Personal information
- Full name: Leandro Aníbal Hernández Espinoza
- Date of birth: 13 June 2005 (age 21)
- Place of birth: Santiago, Chile
- Height: 1.73 m (5 ft 8 in)
- Position: Winger

Team information
- Current team: Colo-Colo
- Number: 24

Youth career
- Colo-Colo

Senior career*
- Years: Team / Apps / (Gls)
- 2023–: Colo-Colo / 48 / (10)

International career^{‡}
- 2024–2025: Chile U20 / 8 / (0)

= Leandro Hernández =

Chilean footballer

Leandro Aníbal Hernández Espinoza (born 13 June 2005) is a Chilean professional footballer who plays as a winger for Colo-Colo.

==Club career==
A product of Colo-Colo, Hernández was promoted to the first team by Jorge Almirón and made his senior debut in the friendly match against River Plate on 15 November 2023, scoring a goal. He made his official professional debut in the 0–2 loss against Unión Española on 3 December of the same year for the Chilean Primera División.
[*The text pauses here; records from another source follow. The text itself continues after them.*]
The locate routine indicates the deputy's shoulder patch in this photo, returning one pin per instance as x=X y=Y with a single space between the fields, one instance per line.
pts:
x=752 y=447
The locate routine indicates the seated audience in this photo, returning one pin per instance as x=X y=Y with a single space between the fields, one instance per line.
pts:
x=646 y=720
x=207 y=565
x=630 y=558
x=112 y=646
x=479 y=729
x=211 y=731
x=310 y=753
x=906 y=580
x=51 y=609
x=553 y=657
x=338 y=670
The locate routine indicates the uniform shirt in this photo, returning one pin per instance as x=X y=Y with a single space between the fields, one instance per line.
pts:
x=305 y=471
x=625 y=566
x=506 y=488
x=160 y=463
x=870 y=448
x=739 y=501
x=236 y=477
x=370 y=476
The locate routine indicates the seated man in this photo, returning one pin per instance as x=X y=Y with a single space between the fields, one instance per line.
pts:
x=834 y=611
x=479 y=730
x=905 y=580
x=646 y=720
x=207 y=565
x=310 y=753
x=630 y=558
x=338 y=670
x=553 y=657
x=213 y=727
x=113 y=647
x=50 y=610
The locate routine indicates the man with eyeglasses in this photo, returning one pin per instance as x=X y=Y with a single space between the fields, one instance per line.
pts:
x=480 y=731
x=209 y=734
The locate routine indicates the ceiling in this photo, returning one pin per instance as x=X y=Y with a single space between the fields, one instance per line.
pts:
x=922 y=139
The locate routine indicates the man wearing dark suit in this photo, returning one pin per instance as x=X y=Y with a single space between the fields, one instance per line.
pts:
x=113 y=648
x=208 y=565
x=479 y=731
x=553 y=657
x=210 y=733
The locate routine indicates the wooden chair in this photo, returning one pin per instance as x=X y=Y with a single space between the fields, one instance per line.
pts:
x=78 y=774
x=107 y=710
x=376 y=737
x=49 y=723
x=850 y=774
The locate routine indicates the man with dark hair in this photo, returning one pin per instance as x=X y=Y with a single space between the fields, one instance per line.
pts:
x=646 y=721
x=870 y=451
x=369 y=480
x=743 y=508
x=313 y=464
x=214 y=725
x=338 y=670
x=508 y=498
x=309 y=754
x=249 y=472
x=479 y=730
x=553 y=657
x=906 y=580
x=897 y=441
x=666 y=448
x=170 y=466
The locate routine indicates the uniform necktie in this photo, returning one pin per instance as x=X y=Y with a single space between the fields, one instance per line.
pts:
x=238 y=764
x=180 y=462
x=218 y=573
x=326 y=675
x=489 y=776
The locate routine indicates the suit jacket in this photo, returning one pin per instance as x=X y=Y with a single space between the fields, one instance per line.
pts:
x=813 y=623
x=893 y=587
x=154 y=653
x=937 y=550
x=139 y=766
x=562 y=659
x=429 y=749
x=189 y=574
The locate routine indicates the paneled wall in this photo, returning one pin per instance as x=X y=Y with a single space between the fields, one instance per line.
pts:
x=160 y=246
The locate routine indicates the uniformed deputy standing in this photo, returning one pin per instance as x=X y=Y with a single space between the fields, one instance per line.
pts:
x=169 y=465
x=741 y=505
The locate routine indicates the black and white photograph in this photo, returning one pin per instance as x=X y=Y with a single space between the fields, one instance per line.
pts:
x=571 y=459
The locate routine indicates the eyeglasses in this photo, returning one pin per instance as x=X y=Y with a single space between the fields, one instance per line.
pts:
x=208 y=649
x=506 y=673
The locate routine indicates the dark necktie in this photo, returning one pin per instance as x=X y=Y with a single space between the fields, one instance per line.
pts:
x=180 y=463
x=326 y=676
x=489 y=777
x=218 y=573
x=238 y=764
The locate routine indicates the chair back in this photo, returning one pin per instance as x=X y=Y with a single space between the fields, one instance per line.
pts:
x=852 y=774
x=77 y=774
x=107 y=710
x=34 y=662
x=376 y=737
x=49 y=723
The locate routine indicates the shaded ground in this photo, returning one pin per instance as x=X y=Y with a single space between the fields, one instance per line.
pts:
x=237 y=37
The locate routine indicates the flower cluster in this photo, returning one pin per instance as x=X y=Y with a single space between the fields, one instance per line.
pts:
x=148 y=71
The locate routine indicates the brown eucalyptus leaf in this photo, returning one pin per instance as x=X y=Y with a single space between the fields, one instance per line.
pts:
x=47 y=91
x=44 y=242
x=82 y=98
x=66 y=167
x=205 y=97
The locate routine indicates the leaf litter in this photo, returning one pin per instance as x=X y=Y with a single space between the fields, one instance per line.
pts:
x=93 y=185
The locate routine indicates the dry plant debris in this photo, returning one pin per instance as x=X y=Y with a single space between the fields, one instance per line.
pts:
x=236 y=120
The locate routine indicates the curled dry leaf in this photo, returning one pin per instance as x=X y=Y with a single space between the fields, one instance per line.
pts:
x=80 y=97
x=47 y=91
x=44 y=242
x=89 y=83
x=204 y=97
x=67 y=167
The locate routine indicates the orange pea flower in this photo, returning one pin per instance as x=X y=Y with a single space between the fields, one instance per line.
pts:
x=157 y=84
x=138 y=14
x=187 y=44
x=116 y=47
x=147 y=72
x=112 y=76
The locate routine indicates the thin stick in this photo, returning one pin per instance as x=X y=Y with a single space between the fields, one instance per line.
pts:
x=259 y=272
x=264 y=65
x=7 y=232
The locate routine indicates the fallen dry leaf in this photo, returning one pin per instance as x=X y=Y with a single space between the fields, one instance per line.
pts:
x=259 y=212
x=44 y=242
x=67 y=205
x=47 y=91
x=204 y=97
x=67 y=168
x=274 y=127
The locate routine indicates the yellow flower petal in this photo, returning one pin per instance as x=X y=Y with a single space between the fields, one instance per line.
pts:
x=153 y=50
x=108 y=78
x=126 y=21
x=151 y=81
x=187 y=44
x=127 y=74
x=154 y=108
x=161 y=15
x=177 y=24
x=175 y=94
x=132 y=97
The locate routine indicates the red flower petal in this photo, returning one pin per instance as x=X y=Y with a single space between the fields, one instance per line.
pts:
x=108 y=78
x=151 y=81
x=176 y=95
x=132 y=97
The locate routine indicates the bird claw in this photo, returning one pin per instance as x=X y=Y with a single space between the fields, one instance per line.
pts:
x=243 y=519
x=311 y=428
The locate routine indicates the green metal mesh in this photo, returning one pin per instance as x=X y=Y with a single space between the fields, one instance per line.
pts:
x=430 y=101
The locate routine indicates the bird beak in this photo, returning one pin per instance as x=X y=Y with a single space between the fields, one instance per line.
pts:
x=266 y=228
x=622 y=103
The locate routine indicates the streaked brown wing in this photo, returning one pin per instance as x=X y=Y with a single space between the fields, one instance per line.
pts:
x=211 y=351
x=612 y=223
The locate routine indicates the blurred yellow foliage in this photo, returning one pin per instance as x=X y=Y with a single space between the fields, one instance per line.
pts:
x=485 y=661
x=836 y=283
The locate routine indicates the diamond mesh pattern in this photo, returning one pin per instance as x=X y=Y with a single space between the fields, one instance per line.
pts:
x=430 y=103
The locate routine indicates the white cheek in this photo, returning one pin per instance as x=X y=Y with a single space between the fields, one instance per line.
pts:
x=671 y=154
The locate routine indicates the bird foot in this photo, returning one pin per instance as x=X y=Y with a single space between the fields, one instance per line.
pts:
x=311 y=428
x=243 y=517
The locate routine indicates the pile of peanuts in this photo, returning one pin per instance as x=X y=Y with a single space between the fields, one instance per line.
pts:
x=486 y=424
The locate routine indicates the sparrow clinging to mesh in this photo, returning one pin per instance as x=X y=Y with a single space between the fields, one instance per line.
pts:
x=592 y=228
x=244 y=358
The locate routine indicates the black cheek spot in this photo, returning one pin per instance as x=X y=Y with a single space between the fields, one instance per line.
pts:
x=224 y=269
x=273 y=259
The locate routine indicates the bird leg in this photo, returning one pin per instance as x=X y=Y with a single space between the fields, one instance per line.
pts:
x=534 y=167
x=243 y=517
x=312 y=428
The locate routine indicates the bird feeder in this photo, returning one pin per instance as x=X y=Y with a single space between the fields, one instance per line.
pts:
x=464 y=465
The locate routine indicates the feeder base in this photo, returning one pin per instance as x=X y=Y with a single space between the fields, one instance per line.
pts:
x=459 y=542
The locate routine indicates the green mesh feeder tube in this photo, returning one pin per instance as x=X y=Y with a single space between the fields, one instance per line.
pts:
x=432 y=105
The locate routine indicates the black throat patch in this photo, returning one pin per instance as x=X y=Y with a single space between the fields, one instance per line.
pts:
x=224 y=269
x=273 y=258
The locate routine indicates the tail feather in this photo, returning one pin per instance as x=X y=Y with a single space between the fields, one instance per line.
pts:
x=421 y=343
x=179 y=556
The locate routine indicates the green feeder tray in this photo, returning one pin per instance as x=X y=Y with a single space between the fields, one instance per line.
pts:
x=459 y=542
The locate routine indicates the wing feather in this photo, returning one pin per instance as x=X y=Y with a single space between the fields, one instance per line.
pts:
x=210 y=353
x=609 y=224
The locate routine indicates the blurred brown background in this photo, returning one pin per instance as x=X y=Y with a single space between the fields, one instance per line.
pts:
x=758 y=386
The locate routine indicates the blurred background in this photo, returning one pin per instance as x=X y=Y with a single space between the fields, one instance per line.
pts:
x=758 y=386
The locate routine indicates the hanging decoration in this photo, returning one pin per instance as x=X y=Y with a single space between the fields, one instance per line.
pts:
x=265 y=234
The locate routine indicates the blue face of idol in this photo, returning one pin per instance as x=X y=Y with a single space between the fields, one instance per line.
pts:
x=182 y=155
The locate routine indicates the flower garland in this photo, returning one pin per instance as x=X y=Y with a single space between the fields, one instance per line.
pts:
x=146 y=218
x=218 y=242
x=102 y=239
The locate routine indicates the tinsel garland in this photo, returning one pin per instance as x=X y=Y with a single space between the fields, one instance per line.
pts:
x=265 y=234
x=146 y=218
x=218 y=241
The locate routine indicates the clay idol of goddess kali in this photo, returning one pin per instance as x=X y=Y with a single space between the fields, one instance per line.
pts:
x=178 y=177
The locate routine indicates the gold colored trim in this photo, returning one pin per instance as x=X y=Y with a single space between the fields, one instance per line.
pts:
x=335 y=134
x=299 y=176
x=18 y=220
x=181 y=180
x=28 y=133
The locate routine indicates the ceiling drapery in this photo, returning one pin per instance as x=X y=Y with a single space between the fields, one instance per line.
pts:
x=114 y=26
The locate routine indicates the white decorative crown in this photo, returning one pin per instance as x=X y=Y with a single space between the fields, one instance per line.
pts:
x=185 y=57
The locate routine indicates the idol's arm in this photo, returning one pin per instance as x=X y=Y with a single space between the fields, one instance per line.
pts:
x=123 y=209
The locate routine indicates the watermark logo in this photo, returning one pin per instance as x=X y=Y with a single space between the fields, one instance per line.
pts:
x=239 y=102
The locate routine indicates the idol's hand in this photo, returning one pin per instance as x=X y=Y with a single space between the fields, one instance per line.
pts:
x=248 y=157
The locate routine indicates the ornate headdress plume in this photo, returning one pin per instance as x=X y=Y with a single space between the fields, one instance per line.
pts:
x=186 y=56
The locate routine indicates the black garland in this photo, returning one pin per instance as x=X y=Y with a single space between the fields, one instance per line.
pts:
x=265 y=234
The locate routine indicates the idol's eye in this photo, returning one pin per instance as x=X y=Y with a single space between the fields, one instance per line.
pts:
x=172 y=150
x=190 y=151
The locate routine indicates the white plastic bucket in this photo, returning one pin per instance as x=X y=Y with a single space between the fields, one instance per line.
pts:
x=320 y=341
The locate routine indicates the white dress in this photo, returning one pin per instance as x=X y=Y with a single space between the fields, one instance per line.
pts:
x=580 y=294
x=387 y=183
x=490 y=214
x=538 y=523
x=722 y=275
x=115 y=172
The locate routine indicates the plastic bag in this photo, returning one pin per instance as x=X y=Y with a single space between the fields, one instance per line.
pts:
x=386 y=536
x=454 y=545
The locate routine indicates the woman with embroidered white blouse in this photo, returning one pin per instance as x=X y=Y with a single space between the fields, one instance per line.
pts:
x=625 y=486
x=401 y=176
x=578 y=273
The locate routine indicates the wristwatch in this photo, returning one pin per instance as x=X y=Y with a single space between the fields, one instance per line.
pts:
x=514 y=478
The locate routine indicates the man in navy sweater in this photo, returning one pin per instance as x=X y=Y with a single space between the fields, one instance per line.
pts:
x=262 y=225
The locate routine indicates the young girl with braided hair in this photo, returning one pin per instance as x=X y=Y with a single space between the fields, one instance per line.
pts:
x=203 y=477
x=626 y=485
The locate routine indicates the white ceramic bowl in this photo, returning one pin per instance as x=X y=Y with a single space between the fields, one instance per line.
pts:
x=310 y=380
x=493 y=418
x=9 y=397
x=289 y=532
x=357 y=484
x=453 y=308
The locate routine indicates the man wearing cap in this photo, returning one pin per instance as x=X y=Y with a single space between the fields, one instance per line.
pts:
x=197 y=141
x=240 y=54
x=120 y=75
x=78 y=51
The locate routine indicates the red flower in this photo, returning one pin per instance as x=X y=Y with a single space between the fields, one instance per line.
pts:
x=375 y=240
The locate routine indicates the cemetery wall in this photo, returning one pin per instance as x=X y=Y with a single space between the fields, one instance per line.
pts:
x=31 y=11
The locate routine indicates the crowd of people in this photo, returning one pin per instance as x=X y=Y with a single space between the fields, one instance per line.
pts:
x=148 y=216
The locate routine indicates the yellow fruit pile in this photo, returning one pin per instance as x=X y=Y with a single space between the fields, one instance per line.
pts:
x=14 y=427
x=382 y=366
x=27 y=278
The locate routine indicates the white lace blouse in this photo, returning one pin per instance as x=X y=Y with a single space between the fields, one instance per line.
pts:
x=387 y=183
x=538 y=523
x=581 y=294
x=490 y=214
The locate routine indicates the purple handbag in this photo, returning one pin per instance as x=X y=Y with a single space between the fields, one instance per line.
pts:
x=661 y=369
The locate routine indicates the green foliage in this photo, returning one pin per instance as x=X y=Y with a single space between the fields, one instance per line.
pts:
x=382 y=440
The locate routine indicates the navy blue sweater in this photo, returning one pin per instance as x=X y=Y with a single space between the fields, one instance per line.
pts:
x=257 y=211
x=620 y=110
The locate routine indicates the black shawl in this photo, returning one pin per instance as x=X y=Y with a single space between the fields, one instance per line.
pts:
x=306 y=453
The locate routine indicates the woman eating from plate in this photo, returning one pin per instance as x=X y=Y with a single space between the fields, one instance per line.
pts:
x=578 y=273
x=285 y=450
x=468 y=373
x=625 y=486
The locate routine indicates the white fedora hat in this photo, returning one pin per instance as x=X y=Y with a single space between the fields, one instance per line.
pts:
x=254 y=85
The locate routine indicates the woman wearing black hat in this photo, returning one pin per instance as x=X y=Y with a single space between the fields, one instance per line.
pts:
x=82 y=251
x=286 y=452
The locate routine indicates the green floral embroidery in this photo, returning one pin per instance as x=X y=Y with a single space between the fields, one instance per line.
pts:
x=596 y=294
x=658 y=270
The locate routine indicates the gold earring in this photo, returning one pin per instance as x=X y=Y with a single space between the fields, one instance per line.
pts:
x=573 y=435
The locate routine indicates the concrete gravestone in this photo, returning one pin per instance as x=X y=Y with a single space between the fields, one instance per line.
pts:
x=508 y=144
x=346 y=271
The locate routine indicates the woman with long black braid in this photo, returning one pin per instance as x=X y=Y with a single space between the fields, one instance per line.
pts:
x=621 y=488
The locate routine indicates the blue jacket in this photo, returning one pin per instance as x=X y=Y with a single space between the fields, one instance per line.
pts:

The next year, he signed his first professional contract on 10 January.

==International career==
Hernández represented Chile U20 at the 2025 South American Championship.

Hernández also was part of the Chile under-23 squad at the 2024 Pre-Olympic Tournament.

At senior level, Hernández received his first call-up for the friendly matches against Canada, United States and Mexico in September and October 2026.